University medical center in Hanover, Germany

The Hannover Medical School (abbreviated to MHH) was founded as Germany's first independent medical university. Located in Hanover, it is a maximum care hospital with a supra-regional catchment area, a university offering courses in medicine and dentistry as well as numerous other subjects. It is also a research institution focusing on infection and immunity, transplantation and regeneration, biomedical engineering and implants.

==History==
The MHH was founded in 1965. In June 1961, the German Science and Humanities Council recommended that seven new academies of medicine be established in Germany so that the number of medicine students would increase by 7,000. Within the month, the Parliament of Lower Saxony approved plans to establish a state medical university.

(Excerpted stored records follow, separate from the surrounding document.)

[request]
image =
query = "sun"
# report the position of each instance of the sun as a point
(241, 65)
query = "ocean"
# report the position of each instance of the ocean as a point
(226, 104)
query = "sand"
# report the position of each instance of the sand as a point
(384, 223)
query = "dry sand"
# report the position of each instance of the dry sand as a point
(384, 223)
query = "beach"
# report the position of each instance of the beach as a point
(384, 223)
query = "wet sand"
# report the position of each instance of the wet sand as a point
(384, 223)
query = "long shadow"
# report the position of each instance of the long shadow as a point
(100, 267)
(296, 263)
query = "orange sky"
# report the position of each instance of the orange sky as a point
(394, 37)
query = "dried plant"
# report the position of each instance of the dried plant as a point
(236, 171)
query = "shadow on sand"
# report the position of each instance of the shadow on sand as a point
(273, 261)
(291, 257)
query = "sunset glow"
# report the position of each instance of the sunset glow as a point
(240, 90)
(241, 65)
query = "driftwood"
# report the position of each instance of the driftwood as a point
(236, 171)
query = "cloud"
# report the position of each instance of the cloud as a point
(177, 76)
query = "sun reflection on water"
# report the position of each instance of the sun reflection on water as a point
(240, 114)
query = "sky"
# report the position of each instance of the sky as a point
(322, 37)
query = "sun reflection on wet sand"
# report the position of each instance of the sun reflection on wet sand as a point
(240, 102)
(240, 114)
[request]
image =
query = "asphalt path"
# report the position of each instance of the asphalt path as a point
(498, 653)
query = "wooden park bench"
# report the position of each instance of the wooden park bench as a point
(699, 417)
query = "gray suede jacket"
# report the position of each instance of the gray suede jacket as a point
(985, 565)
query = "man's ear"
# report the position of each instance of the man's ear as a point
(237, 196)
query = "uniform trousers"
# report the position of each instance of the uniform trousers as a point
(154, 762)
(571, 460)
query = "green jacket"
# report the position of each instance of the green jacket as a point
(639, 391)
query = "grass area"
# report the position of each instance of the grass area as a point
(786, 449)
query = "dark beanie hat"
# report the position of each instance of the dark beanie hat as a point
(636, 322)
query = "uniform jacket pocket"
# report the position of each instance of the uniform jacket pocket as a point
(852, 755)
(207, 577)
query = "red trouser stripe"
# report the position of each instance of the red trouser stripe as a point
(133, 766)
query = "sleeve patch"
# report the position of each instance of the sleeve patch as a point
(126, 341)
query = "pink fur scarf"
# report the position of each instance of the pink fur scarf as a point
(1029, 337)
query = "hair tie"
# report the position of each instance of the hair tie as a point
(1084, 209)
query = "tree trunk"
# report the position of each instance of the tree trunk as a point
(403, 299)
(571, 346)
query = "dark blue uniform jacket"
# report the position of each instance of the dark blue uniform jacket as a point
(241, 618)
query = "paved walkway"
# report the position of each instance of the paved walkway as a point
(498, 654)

A committee to found a medical academy of Hanover met for the first time in December 1961. By February 1962, it was decided that this academy would be located in the city of Hanover. On 1 April 1963, the government of Lower Saxony issued an order to establish the Medical Academy of Hanover, which would become MHH.

In 1965, after less than four years of planning, the structure of the medical school had been decided, and construction plans were complete. On 27 May 1965, a celebration marking the founding of MHH was held at the University of Veterinary Medicine Hannover. The founding rector of MHH was the internist, Rudolph Schoen of the University of Göttingen. He was succeeded by the first elected rector, Fritz Hartmann who played a decisive role in both the concept and physical form of MHH. MHH was realised as a university campus in Roderbruch The close proximity of the clinics and institutes guarantees intense integration of patient care, research and teaching.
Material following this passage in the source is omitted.